A la fin, vous vous retrouvez, à vingt ans, convaincu par l'histoire officielle que rien ne change qu'avec les armes et la force, que l'Islam, le vôtre, peut gagner en tuant, que votre arabité peut se vanter de son désert et de son verbe, que « la vie ici bas est pour eux et la vie de l'au-delà est pour nous » et que le meilleur moyen de plaire à Dieu, c'est de mettre en miette ses créatures. En Algérie, comme dans le monde arabe, le terrorisme a été fabriqué par un islamisme et une idéologie conservatrice religieuse elle-même fabriquée dès les premières années des indépendances. De la Nahda (Renaissance) à la Katibat (terroriste), le chemin est tortueux mais il a été encouragé par tous: de l'Etat au manuel scolaire. Des décennies après, avec des régimes encore bâtis sur un compromis entre le nationalisme et la courtisanerie des foyers les plus conservateurs, Zaouia, repentis, clergés religieux, etc, on ne peut obtenir au bout de la branche sur lequel on est assis que des kamikazes, pressés de plaire à Dieu avec des boucheries et d'obtenir le plus de femmes et d'éternité avec une ceinture d'explosifs. Ce que nous n'avons pas compris, ou que nous ne voulons pas comprendre, c'est que tout fabrique du «kamikaze» chez nous, sous nos yeux et sous nos oreillers. Cela met vingt ans à croître mais cela n'attire l'attention et l'interrogation que le jour de l'explosion.
Ce n'est pas le terrorisme qui est dans l'impasse, c'est nous : le kamikaze a son but qui n'est pas absurde à ses yeux. Ce sont les régimes et les victimes qui n'arrivent pas à comprendre de quel ventre est né le suicidaire. Certains le savent : si on fabrique une bombe en trois jours, il faut cependant un bon cursus scolaire dévoyé pour fabriquer un kamikaze.
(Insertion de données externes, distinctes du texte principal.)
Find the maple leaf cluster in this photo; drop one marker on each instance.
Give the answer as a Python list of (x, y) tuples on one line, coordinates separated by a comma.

Il existe des dizaines d'autres pays pauvres, en crise, sous dictatures ou en mal de vie, mais on ne s'y explose pas dans les rues des villes. La raison est qu'on n'y apprend nulle part qu'on peut aller au paradis avec des armes et plaire à Dieu avec des explosifs. Cela s'apprend chez nous et la conséquence des intolérances premières, celle des conservatismes malheureux, de la chasse à la jupe courte et du remplacement du devoir de la terre par la construction de mosquées, ne peut qu'aboutir aux attentats et aux meurtres.
par Kamel Daoud
Quotidien d'Oran
A la fin, vous vous retrouvez, à vingt ans, convaincu par l'histoire officielle que rien ne change qu'avec les armes et la force, que l'Islam, le vôtre, peut gagner en tuant, que votre arabité peut se vanter de son désert et de son verbe, que « la vie ici bas est pour eux et la vie de l'au-delà est pour nous » et que le meilleur moyen de plaire à Dieu, c'est de mettre en miette ses créatures. En Algérie, comme dans le monde arabe, le terrorisme a été fabriqué par un islamisme et une idéologie conservatrice religieuse elle-même fabriquée dès les premières années des indépendances. De la Nahda (Renaissance) à la Katibat (terroriste), le chemin est tortueux mais il a été encouragé par tous: de l'Etat au manuel scolaire. Des décennies après, avec des régimes encore bâtis sur un compromis entre le nationalisme et la courtisanerie des foyers les plus conservateurs, Zaouia, repentis, clergés religieux, etc, on ne peut obtenir au bout de la branche sur lequel on est assis que des kamikazes, pressés de plaire à Dieu avec des boucheries et d'obtenir le plus de femmes et d'éternité avec une ceinture d'explosifs. Ce que nous n'avons pas compris, ou que nous ne voulons pas comprendre, c'est que tout fabrique du «kamikaze» chez nous, sous nos yeux et sous nos oreillers. Cela met vingt ans à croître mais cela n'attire l'attention et l'interrogation que le jour de l'explosion.
Ce n'est pas le terrorisme qui est dans l'impasse, c'est nous : le kamikaze a son but qui n'est pas absurde à ses yeux. Ce sont les régimes et les victimes qui n'arrivent pas à comprendre de quel ventre est né le suicidaire. Certains le savent : si on fabrique une bombe en trois jours, il faut cependant un bon cursus scolaire dévoyé pour fabriquer un kamikaze. Il existe des dizaines d'autres pays pauvres, en crise, sous dictatures ou en mal de vie, mais on ne s'y explose pas dans les rues des villes. La raison est qu'on n'y apprend nulle part qu'on peut aller au paradis avec des armes et plaire à Dieu avec des explosifs. Cela s'apprend chez nous et la conséquence des intolérances premières, celle des conservatismes malheureux, de la chasse à la jupe courte et du remplacement du devoir de la terre par la construction de mosquées, ne peut qu'aboutir aux attentats et aux meurtres.